Yaël Braun-Pivet ne veut pas d’une Assemblée nationale “trop ​​molle”.

Le président de l’Assemblée ne préfère pas concevoir l’hémicycle « comme un lieu où le moindre comportement un peu turbulent ou un peu bruyant doit être sanctionné immédiatement ».

La présidente de l’Assemblée nationale, Yaël Braun-Pivet, a déclaré samedi qu’elle ne voulait pas d’un hémicycle “trop ​​mou” car représentatif des “tensions” qui “traversent” le pays, dans un entretien au Parisien où elle appelle l’exécutif plus “consulter”. “Il ne faut pas concevoir l’Assemblée comme un lieu où le moindre comportement un peu turbulent ou un peu bruyant doit être immédiatement sanctionné”, a reconnu Yaël Braun-Pivet, qui a admis qu’à l’issue d’élections législatives marquées par un coup de pouce du RN et du LFI, “la chambre est un peu surchauffée”.
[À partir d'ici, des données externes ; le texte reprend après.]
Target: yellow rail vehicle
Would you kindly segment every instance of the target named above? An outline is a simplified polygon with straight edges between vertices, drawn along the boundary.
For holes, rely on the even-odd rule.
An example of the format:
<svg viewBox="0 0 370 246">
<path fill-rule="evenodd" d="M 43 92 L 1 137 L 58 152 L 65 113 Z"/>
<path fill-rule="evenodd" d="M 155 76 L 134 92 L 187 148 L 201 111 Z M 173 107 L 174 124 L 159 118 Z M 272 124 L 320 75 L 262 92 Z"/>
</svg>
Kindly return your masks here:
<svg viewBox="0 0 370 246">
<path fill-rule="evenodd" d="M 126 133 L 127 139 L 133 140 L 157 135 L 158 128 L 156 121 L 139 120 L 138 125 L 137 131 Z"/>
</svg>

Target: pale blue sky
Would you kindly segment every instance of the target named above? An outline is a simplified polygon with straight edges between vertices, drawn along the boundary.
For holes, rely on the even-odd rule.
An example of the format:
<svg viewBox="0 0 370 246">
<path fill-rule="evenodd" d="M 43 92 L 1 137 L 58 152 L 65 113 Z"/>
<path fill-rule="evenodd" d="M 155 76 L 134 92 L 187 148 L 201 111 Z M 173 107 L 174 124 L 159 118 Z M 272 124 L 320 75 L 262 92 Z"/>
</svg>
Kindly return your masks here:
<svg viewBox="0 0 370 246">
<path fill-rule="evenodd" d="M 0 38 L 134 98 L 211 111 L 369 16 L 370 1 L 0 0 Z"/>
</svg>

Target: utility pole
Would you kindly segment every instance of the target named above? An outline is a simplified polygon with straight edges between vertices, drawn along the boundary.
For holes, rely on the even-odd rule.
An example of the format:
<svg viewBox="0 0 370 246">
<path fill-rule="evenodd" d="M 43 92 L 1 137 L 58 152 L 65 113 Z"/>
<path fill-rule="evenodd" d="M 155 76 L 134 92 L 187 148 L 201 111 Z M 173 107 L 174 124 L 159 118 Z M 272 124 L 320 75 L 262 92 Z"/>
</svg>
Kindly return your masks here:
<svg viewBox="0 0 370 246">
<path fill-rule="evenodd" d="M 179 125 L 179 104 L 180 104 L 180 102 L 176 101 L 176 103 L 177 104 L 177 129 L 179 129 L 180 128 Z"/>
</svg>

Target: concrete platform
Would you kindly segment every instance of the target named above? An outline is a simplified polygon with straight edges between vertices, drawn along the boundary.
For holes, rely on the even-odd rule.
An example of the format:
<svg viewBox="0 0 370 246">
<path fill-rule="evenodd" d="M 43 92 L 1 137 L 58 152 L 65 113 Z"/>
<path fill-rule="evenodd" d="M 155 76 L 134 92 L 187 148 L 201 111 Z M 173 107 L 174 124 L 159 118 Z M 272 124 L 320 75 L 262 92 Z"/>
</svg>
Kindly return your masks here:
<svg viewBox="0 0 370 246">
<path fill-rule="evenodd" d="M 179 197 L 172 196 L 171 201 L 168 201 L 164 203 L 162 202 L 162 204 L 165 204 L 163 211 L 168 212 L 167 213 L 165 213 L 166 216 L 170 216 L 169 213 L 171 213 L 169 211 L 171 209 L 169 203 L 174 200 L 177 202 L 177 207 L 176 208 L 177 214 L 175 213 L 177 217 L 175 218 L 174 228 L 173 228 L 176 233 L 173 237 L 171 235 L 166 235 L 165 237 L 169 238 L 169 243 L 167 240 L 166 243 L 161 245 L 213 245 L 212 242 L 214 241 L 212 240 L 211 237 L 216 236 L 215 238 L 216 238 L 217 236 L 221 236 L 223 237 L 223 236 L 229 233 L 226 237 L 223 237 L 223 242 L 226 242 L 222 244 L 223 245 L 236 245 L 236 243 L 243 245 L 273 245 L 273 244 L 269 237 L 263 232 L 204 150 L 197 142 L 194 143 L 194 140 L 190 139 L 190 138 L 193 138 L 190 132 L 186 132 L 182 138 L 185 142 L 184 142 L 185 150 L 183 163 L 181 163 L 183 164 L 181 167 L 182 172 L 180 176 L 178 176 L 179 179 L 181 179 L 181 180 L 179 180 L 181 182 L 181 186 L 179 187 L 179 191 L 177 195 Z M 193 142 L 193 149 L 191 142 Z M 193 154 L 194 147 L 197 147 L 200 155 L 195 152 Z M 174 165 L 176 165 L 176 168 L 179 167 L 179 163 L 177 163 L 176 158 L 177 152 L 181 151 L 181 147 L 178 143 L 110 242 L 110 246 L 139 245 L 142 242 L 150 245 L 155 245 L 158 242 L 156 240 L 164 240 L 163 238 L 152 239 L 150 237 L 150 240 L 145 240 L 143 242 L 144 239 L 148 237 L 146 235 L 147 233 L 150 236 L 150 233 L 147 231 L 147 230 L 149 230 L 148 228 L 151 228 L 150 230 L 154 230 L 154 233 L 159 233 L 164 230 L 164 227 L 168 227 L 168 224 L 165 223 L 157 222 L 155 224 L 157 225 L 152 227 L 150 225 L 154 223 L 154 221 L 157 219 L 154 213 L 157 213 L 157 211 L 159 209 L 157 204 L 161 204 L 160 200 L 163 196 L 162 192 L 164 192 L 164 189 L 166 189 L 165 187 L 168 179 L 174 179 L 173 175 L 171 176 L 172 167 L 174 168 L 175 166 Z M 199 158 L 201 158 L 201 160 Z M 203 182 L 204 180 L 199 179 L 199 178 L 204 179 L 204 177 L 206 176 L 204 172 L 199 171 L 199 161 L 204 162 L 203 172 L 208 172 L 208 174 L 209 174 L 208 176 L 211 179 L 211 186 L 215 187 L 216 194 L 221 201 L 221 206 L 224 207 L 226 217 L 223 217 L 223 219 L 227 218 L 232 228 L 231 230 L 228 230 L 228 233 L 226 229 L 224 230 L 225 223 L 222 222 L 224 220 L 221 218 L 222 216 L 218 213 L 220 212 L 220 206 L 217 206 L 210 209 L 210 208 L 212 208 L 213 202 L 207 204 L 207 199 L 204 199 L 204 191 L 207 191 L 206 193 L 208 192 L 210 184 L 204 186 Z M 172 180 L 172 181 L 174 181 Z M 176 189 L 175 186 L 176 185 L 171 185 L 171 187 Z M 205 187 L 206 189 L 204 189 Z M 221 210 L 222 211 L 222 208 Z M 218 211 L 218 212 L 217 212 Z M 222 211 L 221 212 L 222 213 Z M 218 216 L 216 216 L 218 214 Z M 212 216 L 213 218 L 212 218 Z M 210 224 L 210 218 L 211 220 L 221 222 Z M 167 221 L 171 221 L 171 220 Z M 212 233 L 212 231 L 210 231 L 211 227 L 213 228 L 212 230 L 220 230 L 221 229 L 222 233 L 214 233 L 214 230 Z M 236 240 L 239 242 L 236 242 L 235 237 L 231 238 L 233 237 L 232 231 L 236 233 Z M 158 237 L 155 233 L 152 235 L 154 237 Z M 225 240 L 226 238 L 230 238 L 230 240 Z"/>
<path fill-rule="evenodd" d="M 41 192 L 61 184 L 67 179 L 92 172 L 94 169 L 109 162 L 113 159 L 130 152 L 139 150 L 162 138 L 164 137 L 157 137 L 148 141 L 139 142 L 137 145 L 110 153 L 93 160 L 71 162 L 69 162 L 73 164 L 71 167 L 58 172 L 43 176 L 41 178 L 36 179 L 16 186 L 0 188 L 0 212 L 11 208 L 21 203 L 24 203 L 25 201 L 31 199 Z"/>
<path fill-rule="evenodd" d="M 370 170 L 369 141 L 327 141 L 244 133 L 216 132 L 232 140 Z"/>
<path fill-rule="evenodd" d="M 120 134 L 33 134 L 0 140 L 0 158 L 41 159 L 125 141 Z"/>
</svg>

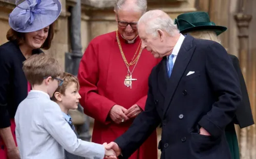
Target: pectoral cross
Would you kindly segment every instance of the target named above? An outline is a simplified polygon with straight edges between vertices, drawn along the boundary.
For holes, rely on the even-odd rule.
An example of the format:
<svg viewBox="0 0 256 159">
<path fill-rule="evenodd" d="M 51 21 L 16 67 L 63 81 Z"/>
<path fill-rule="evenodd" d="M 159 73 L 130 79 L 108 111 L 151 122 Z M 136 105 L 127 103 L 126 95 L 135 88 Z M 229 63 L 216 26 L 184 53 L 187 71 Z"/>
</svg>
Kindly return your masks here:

“Je ne veux pas d’une Assemblée trop molle. Tel qu’il est issu du vote de juin dernier, il est plus représentatif des équilibres politiques du pays mais aussi des tensions qui le traversent”, a souligné la députée LREM des Yvelines, assurant du même coup qu’elle n’hésitera pas “à sanctionner lorsque le les mots sortent.” trop loin ou quand il y a un clash.” Mais “je ne m’attends pas à ce qu’une Assemblée soit uniforme”, a-t-il insisté, rejetant les critiques du président de la région PACA, Renaud Muselier, qui avait dénoncé une “gauche sale, désordonnée qui crie partout”.

Un gouvernement “en position d’écoute”

Dans cet entretien, la députée élue des Yvelines revient sur le mode de fonctionnement qu’elle souhaite maintenir avec un exécutif qui “a peut-être eu tendance, par le passé, à vouloir aller vite” mais qui est désormais privé de majorité absolue. “J’espère que le gouvernement est aujourd’hui dans une position d’écoute, de dialogue, et qu’il peut prendre en compte les sensibilités exprimées entre eux”, explique Yaël Braun-Pivet. Première femme présidente de l’Assemblée, elle demande que “chacun, y compris le gouvernement, puisse prendre le temps de la discussion, de la négociation et de la concertation”.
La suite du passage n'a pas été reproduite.